Keberhasilan anak diklaim sebagai keberhasilan sekolah yang mampu menaikkan pamor atau kredibilitasnya. Sementara, semua siswa dipaksa saling berkompetisi, yakni mereka dituntut memiliki kemampuan yang sama tanpa memedulikan kondisi sosial ekonomi siswa yang beragam. Prestasi siswa ‘dijual’ sebagai alat promosi sekolah. Kita dapat menebak siapa yang mampu memenangi kompetisi tersebut. Bourdieu & Passeron (1977) meyakini bahwa hanya siswa kelas atas yang mampu memenanginya, sedangkan siswa kelas bawah sulit mewujudkan impian mereka memenangi kompetisi tersebut. Ini disebabkan anak kelas atas memiliki banyak modal ekonomi, budaya, serta sosial, yang sulit dimiliki anak dari kelas bawah.

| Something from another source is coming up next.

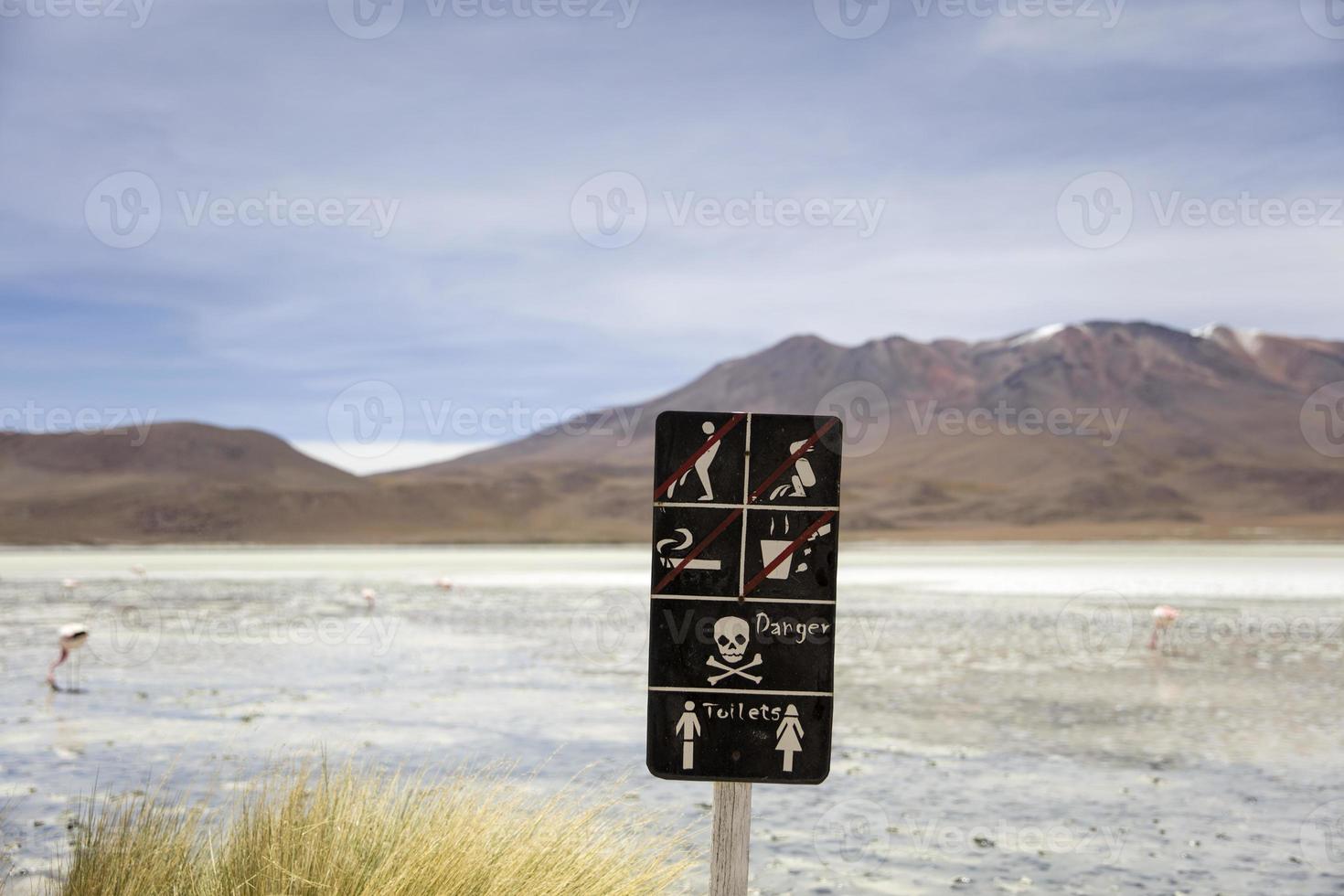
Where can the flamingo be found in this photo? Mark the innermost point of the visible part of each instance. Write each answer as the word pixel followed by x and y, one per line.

Anak kehilangan otonominya sehingga tidak dapat berkembang sesuai dengan potensi atau kemampuannya. Mereka harus ‘bermain peran’ sesuai skenario sekolah dan negara. Keunikan yang dimiliki anak pun tercerabut. Sekolah tidak lagi menjadi lembaga yang mengakomodasi keunikan dan keberagaman potensi setiap individu. Anak pun menjadi objek kekuasaan orangtua dan sekolah.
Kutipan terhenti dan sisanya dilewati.